Manifests

Validating Manifests

Overview

Whenever Que processes an asset, it validates the manifests in the asset’s manifest store. Validation is critical for proving integrity, catching tampering, and checking credential trust.

Validation runs both on the asset’s active manifest and on any ingredients included in it.


Quickstart: Inspect Validation Results

When you call verify, Que automatically validates the manifest. Validation issues appear inside the validation_status array.

const result = await client.verifyAsset({
  asset: { bucket: "que-assets-dev", key: "uploads/photo.jpg" },
  mode: "detailed"
});

console.log(result.report.validationStatus);
res = client.verify_asset({
  "asset": {"bucket": "que-assets-dev", "key": "uploads/photo.jpg"},
  "mode": "detailed"
})

print(res["report"]["validationStatus"])

Important

If validation_status is empty, the manifest is valid. Success is represented by absence of errors, not by a “true” flag.

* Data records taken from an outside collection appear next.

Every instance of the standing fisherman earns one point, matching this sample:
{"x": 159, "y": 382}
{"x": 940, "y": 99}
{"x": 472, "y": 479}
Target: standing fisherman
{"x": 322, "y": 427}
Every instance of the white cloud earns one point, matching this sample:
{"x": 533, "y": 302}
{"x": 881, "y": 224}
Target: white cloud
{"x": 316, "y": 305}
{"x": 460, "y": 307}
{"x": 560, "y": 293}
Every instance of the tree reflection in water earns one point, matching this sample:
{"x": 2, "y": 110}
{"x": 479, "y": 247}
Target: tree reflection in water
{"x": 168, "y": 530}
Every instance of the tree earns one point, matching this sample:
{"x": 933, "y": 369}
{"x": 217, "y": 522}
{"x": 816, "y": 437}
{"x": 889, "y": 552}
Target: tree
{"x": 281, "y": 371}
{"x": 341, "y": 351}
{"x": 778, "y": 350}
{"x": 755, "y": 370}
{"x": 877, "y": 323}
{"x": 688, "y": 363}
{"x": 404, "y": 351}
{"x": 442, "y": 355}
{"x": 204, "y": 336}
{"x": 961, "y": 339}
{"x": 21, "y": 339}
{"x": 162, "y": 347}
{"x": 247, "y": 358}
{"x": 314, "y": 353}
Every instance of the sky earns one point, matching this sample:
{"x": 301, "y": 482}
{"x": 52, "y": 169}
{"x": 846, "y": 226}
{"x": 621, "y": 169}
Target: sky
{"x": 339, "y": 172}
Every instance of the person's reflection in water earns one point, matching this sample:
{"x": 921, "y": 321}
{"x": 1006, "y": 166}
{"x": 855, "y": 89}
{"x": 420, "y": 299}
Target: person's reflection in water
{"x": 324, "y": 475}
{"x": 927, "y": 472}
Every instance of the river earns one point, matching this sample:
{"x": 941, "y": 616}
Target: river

Common Validation Failures

Validation failures can occur when:

  • The asset’s bytes change after signing.
  • Claims or assertions are missing or tampered.
  • Manifests are signed with an invalid credential.

Example Error Codes

CodeDescription
assertion.hashedURI.mismatchA stored hash and actual hash differ
assertion.dataHash.mismatchA declared data hash does not match
signingCredential.untrustedThe signing certificate is not in the trust list
signingCredential.revokedThe signing certificate has been revoked
signingCredential.expiredSigning certificate has expired

Validating Ingredients

Ingredients are validated on import. Their validation status is written to the ingredient’s own validation_status object.

Don’t assume the top-level manifest covers ingredient validation. Always check the ingredient’s own status separately.


Best Practices

  • Always inspect validation_status arrays on both manifest and ingredients.
  • Refresh the trust list regularly.
  • Treat missing or revoked credentials as untrusted by default.